早速救助にかけつけると、座礁していたのは、コマッコウクジラ(pygmy sperm whale)の親子でした。母親は体長3メートルくらい、子どもは雄クジラでした。スミスさんたちは、何とか母子を救いたいと、クジラを懸命に海へ押し返しました。2度、3度と、何とか海へ戻しても、母子はすぐに海岸に戻ってきてしまいます。スミスさんはクジラの体に海水をかけ続けましたが、2頭ともかなり疲労してきました。こうして1時間半がたち、スミスさんは、クジラたちの苦しみを除いてやるために、人道的な方法で母子のクジラを安楽死させることを考え始めました。
ちょうどその時、1頭のイルカが姿を現しました。地元の人々が「モコ」と名づけているハンドウイルカです。
スミスさんはイルカとクジラが声をかけあっているのに気づきました。モコは、クジラの母子と声を交わしながら、体を並べて200メートルほどいっしょに泳ぎ、親子を砂州の端まで案内し、つぎに、直角に方向をかえ、狭い水路を通り抜けて、母子を海へ連れ出しました。

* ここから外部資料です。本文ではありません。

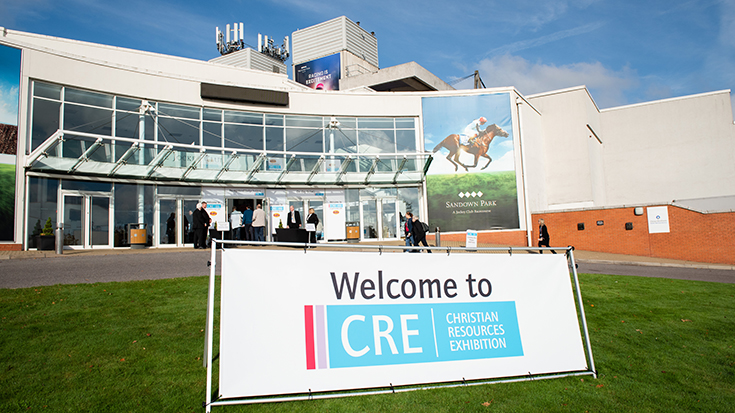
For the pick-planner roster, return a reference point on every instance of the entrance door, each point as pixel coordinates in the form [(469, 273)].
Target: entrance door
[(86, 219)]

「こんな話は後にも先にも聞いたことがありません。あれ以来、クジラの母子が戻ってきたという話はきいていません。1頭のイルカが、人間が救えなかったクジラの親子を座礁から救ったのは間違いないことです」とスミスさんは語っています。
現場で救助に立ちあった国立博物館の海洋生物専門家アントンバン・ヘルデンさんも、イルカのモコの救助は「すばらしいものだった」と絶賛。 救助を手伝ったフアニータ・シムズさんも、「すごい体験だった。人生で最良の日だった」と話しています。
いっぽう、クジラを救助した後、イルカのモコは海岸付近に戻って地元住民たちとの遊びに加わったそうです。